4.11.2004

 
Six Questions for Faith Communities

from Fred Peatross

March 2004

(1) What is the hottest question that needs to be answered? Easy... how will the church have to undergo radical reconfiguration to be a viable entity into the 21st century? This should be the dominate question for the next several years as we seek to move from tweaking to totally re-tuning, from re- forming to totally reconfiguring, from focusing on ministry (which almost always implies inside the four walls) to being a movement, from centripetal to centrifugal, from being ministers to be missionaries. This will be the decisive arena of in-house discussion. Be warned however, the intensity of this talk, the stakes involved in these migrations, the addictions to the way we have always done it will generate heat as well as light.
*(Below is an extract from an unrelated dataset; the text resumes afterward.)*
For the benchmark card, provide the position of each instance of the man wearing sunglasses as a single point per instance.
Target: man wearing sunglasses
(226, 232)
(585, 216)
The interchange will be livelier than any worship war dialogues of the recent past.

(2) I'm in an untraditional Bible class (no teacher, no lecture; only non-linear discussions) at the congregation I assemble with. One of the topics we touched on this Sunday was event versus process. Here's the jest of it: If we are convinced that salvation occurs in some event and point in time that we are fully cognizant of, then we will proceed to present salvation in "decision moment" terms. This is exactly how my heritage ended up using the Jule Miller film strips and the OBS and others tribes found the Four Spiritual Laws to be their evangelism method of choice. What if salvation really is a process? Do we have the sort of vehicles in place that encourage the process or only assist people for a point of decision? Process evangelism in our pomo world may look very different than our point evangelism of modernity.

(3) The issue of theological reflection, how we use biblical and extrabiblical terminology and our understanding of missiology and the kingdom are watersheds for the next edge of the emerging church. In my reading and discussions with friends the forums that seem to stroke the fires the hottest are our language, kingdom, conversion and the movement from point to process.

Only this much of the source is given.